N.Y. Fed loses top officers in rare double exit

The Federal Reserve Bank of New York said two of its top officers are departing — including Simon Potter, who oversees its strategically vital trading desk — in a rare double exit from its senior ranks.

Potter and fellow executive vice president Richard Dzina, who ran the bank's financial services group, will both step down June 1, the bank said in a statement Tuesday. It will launch a search to find their successors.

Their departures — which between them take almost 50 years of New York Fed experience with them — come about a year into John Williams' tenure as president of the bank.

Potter had been seen in some quarters as a potential contender to take the helm in New York before Williams, who was then head of the San Francisco Fed, won the pick. The New York Fed is the most important of the 12 regional Fed banks because of its oversight of Wall Street and execution of monetary policy via the desk that Potter ran. The head of the New York Fed also wields a permanent vote on the central bank's interest rate-setting Federal Open Market Committee and is the panel's vice chair.

Simon Potter

Dzina did not immediately respond to a request for comment. Potter referred questions to the New York Fed.

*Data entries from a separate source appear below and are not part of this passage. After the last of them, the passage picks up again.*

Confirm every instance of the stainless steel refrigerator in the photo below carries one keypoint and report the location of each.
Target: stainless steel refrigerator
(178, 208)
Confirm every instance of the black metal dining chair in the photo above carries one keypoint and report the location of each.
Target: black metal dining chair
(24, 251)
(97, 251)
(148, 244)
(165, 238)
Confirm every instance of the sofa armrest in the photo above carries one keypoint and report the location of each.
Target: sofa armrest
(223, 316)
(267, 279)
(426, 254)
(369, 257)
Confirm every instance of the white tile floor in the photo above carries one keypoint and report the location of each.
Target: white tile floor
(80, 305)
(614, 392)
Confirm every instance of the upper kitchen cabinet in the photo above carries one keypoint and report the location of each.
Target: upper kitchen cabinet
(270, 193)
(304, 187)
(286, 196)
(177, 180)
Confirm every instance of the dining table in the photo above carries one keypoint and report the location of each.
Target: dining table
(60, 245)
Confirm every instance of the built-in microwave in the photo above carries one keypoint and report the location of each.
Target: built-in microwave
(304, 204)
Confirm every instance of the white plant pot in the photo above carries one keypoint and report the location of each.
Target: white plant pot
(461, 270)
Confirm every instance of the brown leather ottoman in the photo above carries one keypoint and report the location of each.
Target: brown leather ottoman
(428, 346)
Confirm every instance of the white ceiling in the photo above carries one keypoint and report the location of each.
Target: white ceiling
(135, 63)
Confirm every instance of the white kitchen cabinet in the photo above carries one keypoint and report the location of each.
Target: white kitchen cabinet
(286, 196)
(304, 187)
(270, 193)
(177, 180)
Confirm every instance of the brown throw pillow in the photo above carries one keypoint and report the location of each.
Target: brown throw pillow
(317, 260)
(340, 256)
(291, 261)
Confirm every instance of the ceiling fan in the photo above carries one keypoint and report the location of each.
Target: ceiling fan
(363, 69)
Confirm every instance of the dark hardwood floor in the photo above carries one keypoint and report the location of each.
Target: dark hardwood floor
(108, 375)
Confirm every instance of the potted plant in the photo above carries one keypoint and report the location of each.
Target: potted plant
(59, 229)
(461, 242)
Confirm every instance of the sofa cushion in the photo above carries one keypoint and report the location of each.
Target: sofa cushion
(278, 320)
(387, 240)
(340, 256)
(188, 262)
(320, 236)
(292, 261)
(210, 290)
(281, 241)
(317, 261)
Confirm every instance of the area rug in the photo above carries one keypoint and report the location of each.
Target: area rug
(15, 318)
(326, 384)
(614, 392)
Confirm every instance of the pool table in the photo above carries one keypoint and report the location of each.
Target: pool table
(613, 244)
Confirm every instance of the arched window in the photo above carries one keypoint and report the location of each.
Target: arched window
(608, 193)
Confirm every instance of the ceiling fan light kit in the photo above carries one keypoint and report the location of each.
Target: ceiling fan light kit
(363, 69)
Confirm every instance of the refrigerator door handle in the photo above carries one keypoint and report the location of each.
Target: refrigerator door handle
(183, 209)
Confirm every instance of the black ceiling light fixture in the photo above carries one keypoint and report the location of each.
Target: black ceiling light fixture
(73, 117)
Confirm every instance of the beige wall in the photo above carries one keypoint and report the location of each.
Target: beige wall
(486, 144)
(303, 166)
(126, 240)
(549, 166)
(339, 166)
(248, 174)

The abrupt departures come at a delicate time for the central bank as it finishes shrinking its balance sheet. The wind-down process, which Potter oversees as the head of the New York Fed's markets group, will end later this year, but policymakers have yet to decide important questions on the long-term maturity composition of its bond holdings.

Short notice

"I'm very surprised that both of them would do this on the same day with three days' notice," said Tom Simons, a senior economist at Jefferies in New York. Simons said Potter's job, as head of the central bank's open-market operations, is "arguably more important than being president of the some of the regional Fed banks."

He said the departures are especially worrying for market participants given the uncertainty hanging over the New York Fed's plan, in conjunction with the U.S. Treasury, to replace the scandal-tainted London interbank offered rate with a new dollar-based benchmark rate, known as the Secured Overnight Financing Rate.

Potter had been scheduled to give a speech in Hong Kong on May 30 on the transition from Libor. He now won't deliver those remarks, said New York Fed spokesman Jack Gutt.